In Laos, he was flying a WWII era C47 outfitted with a payload of first generation radio receiving and relay equipment, communications specialists and a Lao national or two.   They communicated with Hmong ground forces, spotter aircraft (The Ravens), the inbound fighter/bombers, and the CIA in Vientiane, the Lao capital.  The plane was basically an early version of AWACS.   

In less than year after his missions were over, all the work stations were upgraded to a module that fit inside a C130.   

Targets were ID’d by a “Raven” or a “Butterfly” flying a single engine spotter aircraft.  The location was transmitted to the C47 and bombing of the coordinates was approved by Lao nationals in the C47.  Fighter/bombers were called and radioed to the target coordinates.  The target was marked with smoke by the Raven/Butterfly and then bombs were dropped by the fighter/bombers.  Then Ravens flew back over the area and reported damage assessments.
Laos had more tons of bombs dropped on it during the war in SE Asia than all of the bombs dropped by all the planes – German, English, Japanese, American…….during WWII. The countryside is riddled with unexploded ordinance, or UXO’s.  The quantity of UXO’s is unimaginable.  There are still millions of UXO in Laos and hundreds of people are maimed or killed each year.
More about the jars on the Plain of Jars in a future blog.

Here is a little info on UXO’s:
Quick Facts and Figures:

  • Lao PDR is the most heavily bombed country, per capita, in history 
  • Approximately 25% of villages in Laos are contaminated with Unexploded Ordnance (UXO) 
  • More than 580,000 bombing missions were conducted over Laos 
  • Over 2 million tons of ordnance were dropped on Laos between 1964 and 1973 
  • Cluster munitions or ‘Bombies’ (as they are known locally) are the most common form of UXO remaining 
  • More than 270 million bombies were dropped onto Laos 
  • Up to 30% failed to detonate 
  • Approximately 80 million unexploded bombies remained in Laos after the war 
  • All 17 provinces of Laos suffer from UXO contamination 
  • Over 20,000 people have been killed or injured as a result of UXO 
  • Over 50,000 people have been killed or injured as a result of UXO accidents in the period 1964 to 2008
  • 41 out of the 46 poorest districts in Laos have UXO contamination

Check out the following link for information about Ravens doing the real dirty work and some great information about Long Tieng:

http://www.airspacemag.com/military-aviation/ravens.html

Per Wiki – regarding L98 (Lima 98)  on the map above: L98 (AKA Lima 98.  Later L98 was renamed L20 Alternate) or Long Tieng – was often described as “The Most Secret Place on Earth”. It was located in a valley at 3,100 feet elevation, high enough to have chilly nights and cold fogs.
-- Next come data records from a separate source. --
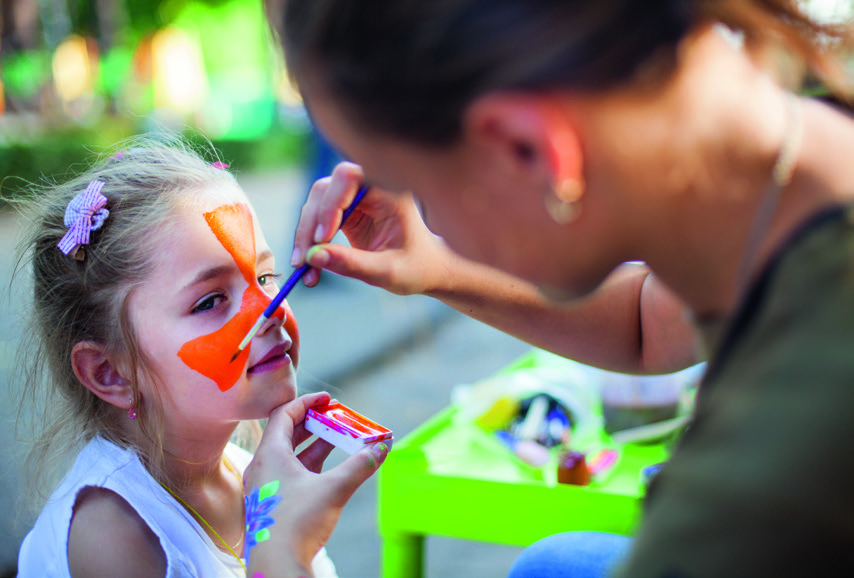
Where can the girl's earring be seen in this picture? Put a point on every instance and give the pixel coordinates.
(562, 202)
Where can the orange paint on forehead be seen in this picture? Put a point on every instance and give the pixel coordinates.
(210, 354)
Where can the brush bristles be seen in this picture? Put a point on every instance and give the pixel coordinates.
(245, 343)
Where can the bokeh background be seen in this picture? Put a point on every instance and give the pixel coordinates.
(77, 76)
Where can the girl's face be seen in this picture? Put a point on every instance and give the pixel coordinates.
(214, 275)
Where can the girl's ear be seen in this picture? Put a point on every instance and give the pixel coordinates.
(97, 372)
(534, 133)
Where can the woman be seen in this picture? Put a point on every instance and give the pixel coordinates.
(554, 141)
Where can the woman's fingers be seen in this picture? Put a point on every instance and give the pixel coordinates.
(303, 238)
(321, 215)
(342, 189)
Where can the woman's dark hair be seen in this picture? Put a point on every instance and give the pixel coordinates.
(409, 68)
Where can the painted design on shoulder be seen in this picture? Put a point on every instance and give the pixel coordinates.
(259, 503)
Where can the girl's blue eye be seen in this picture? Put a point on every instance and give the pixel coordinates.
(268, 278)
(208, 303)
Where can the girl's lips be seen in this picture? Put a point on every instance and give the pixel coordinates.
(277, 357)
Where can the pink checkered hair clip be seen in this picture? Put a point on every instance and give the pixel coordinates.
(85, 213)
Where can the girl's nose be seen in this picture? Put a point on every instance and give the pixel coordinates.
(274, 323)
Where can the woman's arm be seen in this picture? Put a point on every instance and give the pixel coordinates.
(632, 323)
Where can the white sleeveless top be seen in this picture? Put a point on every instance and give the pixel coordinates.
(190, 552)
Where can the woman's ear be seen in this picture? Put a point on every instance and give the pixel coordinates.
(99, 374)
(532, 132)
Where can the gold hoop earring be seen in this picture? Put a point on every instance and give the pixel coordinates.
(562, 202)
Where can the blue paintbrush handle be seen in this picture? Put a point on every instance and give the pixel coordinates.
(298, 273)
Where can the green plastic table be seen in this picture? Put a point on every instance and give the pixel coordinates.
(451, 478)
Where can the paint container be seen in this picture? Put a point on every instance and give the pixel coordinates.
(345, 428)
(528, 451)
(630, 401)
(572, 469)
(602, 464)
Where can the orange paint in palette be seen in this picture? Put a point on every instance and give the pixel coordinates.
(344, 428)
(209, 354)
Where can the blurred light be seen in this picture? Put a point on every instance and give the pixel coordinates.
(829, 11)
(286, 92)
(75, 64)
(178, 71)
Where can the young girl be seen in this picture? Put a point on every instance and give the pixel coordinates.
(147, 272)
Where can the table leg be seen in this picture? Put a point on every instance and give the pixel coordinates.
(403, 556)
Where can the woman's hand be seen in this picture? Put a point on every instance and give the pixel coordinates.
(391, 246)
(311, 501)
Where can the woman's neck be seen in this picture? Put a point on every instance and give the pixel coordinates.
(703, 167)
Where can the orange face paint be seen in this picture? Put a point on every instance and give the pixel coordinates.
(210, 354)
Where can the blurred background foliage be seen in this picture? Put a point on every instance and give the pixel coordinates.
(76, 76)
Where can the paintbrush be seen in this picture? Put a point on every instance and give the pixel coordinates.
(290, 283)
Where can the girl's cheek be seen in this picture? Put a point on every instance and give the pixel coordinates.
(292, 329)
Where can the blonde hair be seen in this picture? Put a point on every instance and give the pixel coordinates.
(87, 300)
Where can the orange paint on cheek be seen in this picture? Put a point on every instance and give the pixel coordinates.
(210, 354)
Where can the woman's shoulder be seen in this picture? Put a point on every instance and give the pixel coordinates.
(102, 517)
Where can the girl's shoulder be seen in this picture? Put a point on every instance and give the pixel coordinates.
(101, 517)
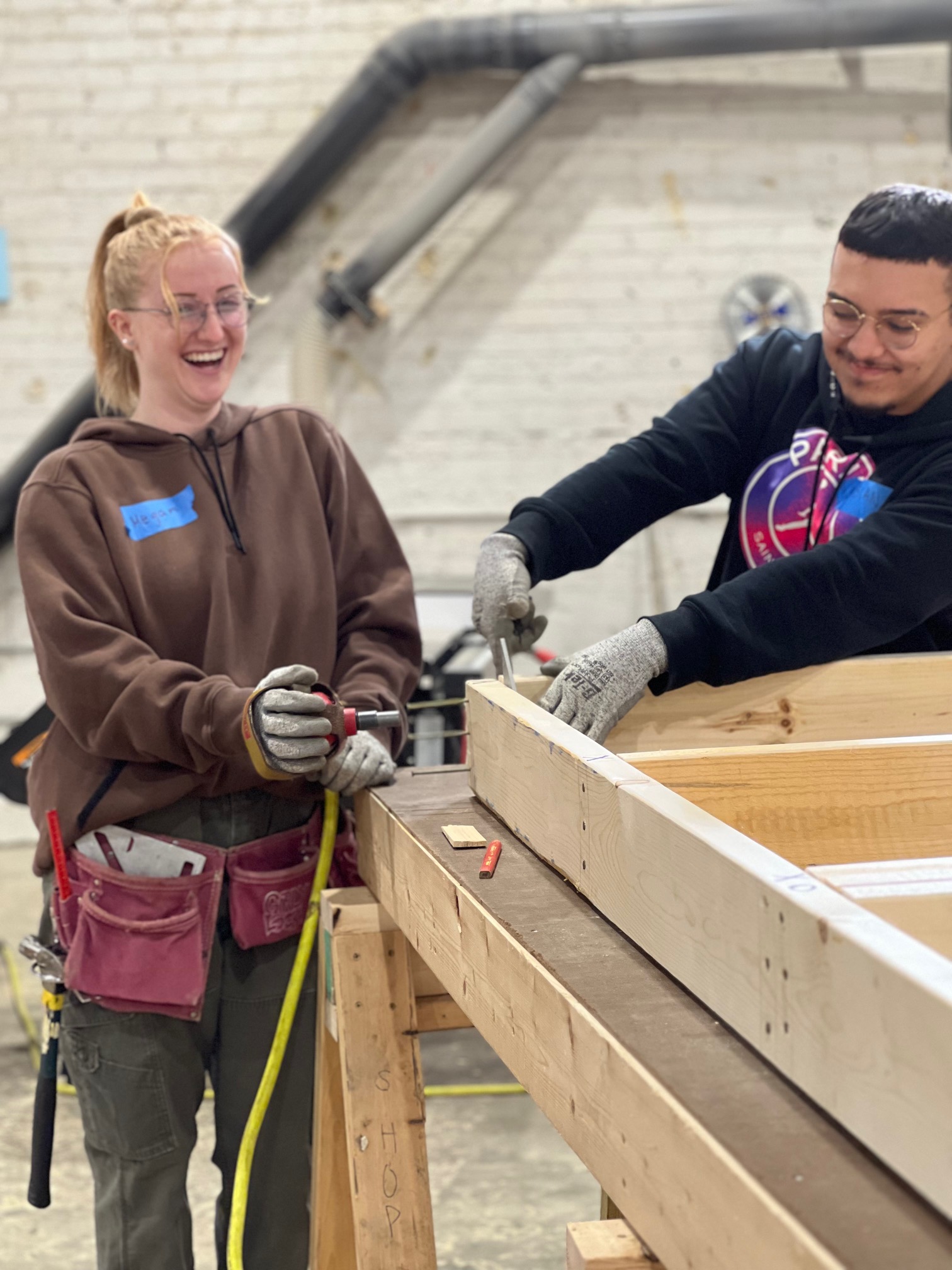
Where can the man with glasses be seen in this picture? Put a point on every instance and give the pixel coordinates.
(836, 451)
It was surrounded by mountains and on the northwest side of the runway were karst outcrops several hundred feet high. In the shadow of the Karst outcrops was “Sky” the CIA headquarters in Long Tieng. Jerry Daniels, a CIA officer codenamed “Hog,” is said to have named Sky after his home state of Montana, known as “Big Sky Country.”[7] Long Tieng was protected on three sides by limestone mountains.[8]
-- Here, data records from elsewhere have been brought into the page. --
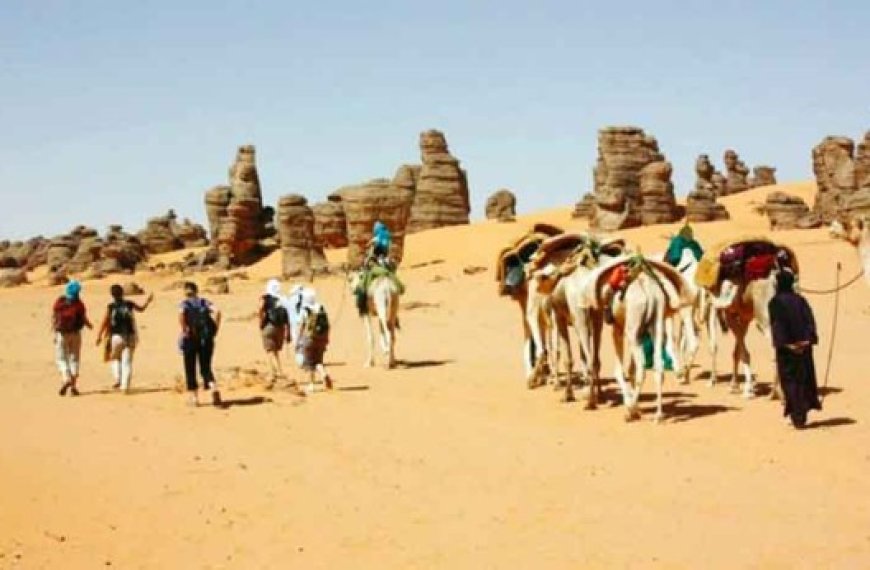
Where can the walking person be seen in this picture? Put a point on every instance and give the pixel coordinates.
(274, 323)
(313, 339)
(69, 317)
(200, 322)
(119, 326)
(793, 328)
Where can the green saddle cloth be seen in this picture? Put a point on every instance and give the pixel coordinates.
(646, 341)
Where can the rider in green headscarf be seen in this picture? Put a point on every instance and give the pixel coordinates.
(685, 239)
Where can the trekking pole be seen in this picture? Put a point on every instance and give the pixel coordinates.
(833, 332)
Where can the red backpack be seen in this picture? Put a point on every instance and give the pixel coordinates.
(69, 316)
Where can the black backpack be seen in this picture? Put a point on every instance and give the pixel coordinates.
(276, 314)
(317, 324)
(198, 318)
(121, 318)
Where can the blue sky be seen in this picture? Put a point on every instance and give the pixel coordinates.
(116, 111)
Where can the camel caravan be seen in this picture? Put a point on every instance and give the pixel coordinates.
(657, 308)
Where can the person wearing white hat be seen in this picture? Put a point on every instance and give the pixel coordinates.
(313, 338)
(274, 321)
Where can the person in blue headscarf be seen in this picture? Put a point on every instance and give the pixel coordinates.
(68, 318)
(379, 245)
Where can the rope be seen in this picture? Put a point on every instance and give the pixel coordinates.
(836, 289)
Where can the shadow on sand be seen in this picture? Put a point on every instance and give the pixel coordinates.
(421, 363)
(831, 422)
(252, 401)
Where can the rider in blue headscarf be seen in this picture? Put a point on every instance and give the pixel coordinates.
(72, 290)
(381, 241)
“What a place is Long Tieng,” said USAID officer Jim Schill. “Tribal soldiers dressed in military garb standing next to traditionally dressed Hmong, with Thai mercenaries milling about. And the Americans here are mostly CIA operatives with goofy code names like Hog, Mr. Clean, and Junkyard. The town itself is not much. There’s one paved road running through it and tin shacks on either side with eating shops, food stalls, and living quarters.”[9]

During the Secret War, Long Tieng became the largest Hmong settlement in the world.[8] In the words of one author, Long Tieng “became a desultory metropolis, an unpaved, sewerless city of 30,000 where Hmong ran noodle stands, cobbled shoes, tailored clothes, repaired radios, ran military-jeep taxi services, and interpreted for American pilots and relief workers.”[10]